But I was still walking from studio to studio, travelling the world. There was a lot of fight, a lot of struggles but I kept pushing and never looked back. Sometimes you hurt so much you have no option but to keep fighting. I’m still dealing with that fight as we speak. It’s actually been my inspiration. To keep pushing and to show people that anything is possible.
How would you describe the landscape of African music at the moment?
Glory to all the ancestors and predecessors, all those who have broke the odds. All of those who have been here before us. Because we’re nothing without them. People have been before us, people will always continue to be after us but this is our time to continue the legacy and continue the push. In 200 years time, I believe that people may not even realise the amount of work that the black community, the black nation, has done for African music and the culture. They won’t be able to remember my name, or other people names, but the foundations we’re setting will hopefully make an impact.
It’s a good time for us right now. But, I’m not jumping over the top because there still needs to be change. This right now is a musical revolution. But, we have to realise that glory still has to be sent to our ancestors. People have made even bigger sacrifices than what we’re doing today. Music is how we can tell our stories, to share our message to the world. It’s a good time for the music scene right now but we need to build, we need to build on the sacrifices which have taken us to this moment. It’s our obligation to represent north, east, south and west. We have to keep pushing. It’s a real time for us to do that right now.
“There was a lot of fight, a lot of struggles but I kept pushing and never looked back. Sometimes you hurt so much you have no option but to keep fighting.”
Do you consider yourself a leader of this musical revolution?

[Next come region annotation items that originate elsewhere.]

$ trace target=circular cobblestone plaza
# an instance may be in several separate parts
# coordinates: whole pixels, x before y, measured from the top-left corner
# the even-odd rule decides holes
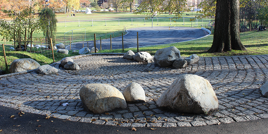
[[[51,65],[60,69],[56,75],[34,70],[0,76],[0,104],[74,121],[125,127],[196,126],[268,118],[268,98],[259,89],[267,79],[268,55],[200,57],[195,64],[176,69],[127,60],[123,54],[73,57],[80,70],[65,70],[58,62]],[[158,107],[155,101],[162,93],[186,74],[210,82],[219,100],[218,110],[196,114]],[[143,88],[146,102],[127,103],[125,109],[102,114],[84,110],[79,94],[82,85],[107,83],[121,91],[131,82]]]

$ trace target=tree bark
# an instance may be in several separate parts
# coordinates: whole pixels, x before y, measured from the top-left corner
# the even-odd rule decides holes
[[[212,45],[208,51],[245,50],[240,40],[239,0],[216,0]]]

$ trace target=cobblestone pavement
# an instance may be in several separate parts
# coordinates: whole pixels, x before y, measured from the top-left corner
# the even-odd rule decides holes
[[[31,71],[0,77],[0,105],[61,119],[100,124],[133,127],[196,126],[268,118],[268,98],[259,88],[267,80],[268,55],[200,57],[182,68],[161,67],[122,58],[121,54],[98,54],[73,57],[78,71],[65,70],[59,62],[51,65],[58,74]],[[219,99],[219,110],[206,114],[158,109],[155,101],[181,74],[208,80]],[[127,104],[124,109],[103,114],[87,113],[80,99],[83,85],[105,83],[122,91],[131,82],[144,89],[147,102]],[[67,102],[63,106],[61,104]]]

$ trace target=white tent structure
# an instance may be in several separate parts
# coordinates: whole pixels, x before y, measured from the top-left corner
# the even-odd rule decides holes
[[[91,10],[88,8],[88,7],[87,7],[87,9],[86,9],[86,14],[91,14]]]

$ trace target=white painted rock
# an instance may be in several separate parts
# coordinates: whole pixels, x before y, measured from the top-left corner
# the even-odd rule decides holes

Of course, I consider myself leader. If I didn’t I’d be moving like a follower. When you move like a follower there are things that you don’t really care about because you’re waiting on the leader to dictate. You’re waiting on the leader to go through the struggles to carve the path. I love to carve paths. Make a move, make mistakes, lean and keep on moving. I’m a leader. If there is anything like Afro Dancehall in the world today then I will be happy to be the first one to introduce that word to the world. From 2009 I have been pushing that scene. I am inspired by Afrobeats, reggae and dancehall, so I thought how can we merge this? This special style is what has got here today. So, no matter how young I may be, I am grateful to be a leader of my generation.
So, how do you, Stonebwoy, make the global music scene more exciting?
Because I realise where my inspirations come from; Afrobeats – proper music like dancehall and reggae, and realising that a combination of these sounds is possible is what has got me here. There would be no music without Africa. All the music we hear today which is mainstream is of African descent. When you check the history, you check the lineage, you check the levels. So, we have the rights to make more cocktails. My cocktail is the afro dancehall. Someone else’s may be something else, but most interestingly now, most of the sounds has ‘Afro’ on top of it so you know where it is coming from. You know the basis before the mixture. Today, we’re blending dancehall with local vibes, some African strings, which makes it really exciting for the people. Even as humans, you see different cultures coming together and creating new people of colour and culture. So, why not the music? Someone can be half African and half Asian. Which is beautiful. That’s the way the world is now. One love. So, why can’t we cocktail the music?
When it comes to your musical career, how would you like to be remembered?
That’s a big question. I just hope when that times comes I will be remembered as someone who didn’t give up. A boy from the ghetto who didn’t give up but inspired people. That one who had to struggle for a long time but still made it. That one who made an impact on people’s lives through the music, through the lifestyle and by representing them. This question is like 80 years ahead of me. Between then and now, I hope that God helps me along the way because I know I’m going to put in a lot of work and try to create significant moments and milestones. No one will be able to forget me, because my name is going to be right there in front of their eyes. That’s the mission.
How does it feel to be in London, what does the city mean to you?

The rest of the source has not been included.